The report also pointed to distractions Fosterburg Fire Protection District Chief John Holtorf faced at the scene. Holtorf reportedly was not performing incident command duties during the fire because he was training a probationary firefighter on engineering duty and was occupied with trying to resolve a water pressure issue.


“While attempting to solve lack of water due to fire hydrant not being fully opened, (Holtorf) then needed to devote additional time and thought to which departments/districts could provide tender and mutual aid,” the report states, according to the Telegraph. “This led to an additional mental distraction away from remaining situationally aware of potential hazards.”

After Godfrey crews arrived, firefighters, including Ringering, began cutting a garage door that led to the basement where the flames had spread, according to the report. The door was beneath the 21-foot wall, and the report says crews should have gone through an unlocked standard instead. 

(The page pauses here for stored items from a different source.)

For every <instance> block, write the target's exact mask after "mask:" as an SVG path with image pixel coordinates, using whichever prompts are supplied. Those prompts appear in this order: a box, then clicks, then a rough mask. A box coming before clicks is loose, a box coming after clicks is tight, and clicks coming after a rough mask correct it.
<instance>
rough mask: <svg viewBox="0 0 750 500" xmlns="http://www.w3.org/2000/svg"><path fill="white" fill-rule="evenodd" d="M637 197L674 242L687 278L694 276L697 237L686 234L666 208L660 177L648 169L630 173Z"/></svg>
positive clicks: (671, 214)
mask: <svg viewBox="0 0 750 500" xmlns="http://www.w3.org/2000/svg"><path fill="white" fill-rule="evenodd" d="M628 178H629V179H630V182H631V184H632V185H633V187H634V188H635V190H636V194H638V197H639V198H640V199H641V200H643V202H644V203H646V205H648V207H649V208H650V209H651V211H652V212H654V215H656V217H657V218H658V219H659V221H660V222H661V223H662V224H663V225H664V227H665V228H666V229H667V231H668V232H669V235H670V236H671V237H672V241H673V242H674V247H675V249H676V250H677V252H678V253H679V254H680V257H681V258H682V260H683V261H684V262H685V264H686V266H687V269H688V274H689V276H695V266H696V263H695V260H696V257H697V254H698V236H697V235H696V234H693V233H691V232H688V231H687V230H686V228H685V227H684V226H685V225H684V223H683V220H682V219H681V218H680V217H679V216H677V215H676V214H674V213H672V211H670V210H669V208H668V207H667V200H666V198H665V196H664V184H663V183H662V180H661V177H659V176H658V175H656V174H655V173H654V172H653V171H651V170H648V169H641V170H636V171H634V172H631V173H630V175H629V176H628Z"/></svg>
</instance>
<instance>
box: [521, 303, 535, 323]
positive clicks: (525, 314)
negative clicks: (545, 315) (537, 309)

“If FF (firefighters) were on the side of structure less debris would have impacted FF and potentially could have saved a life and lessening injuries,” the report states, according to the Telegraph.

The report recommended that fire departments review risk analysis policies and procedures. An incident report by the Illinois State Fire Marshal's Office hasn't been completed, the Telegraph added.

The OSHA report was made available to The Telegraph this week in response to a Freedom of Information Act request. The Illinois State Fire Marshal’s Office has not yet completed its report on the incident.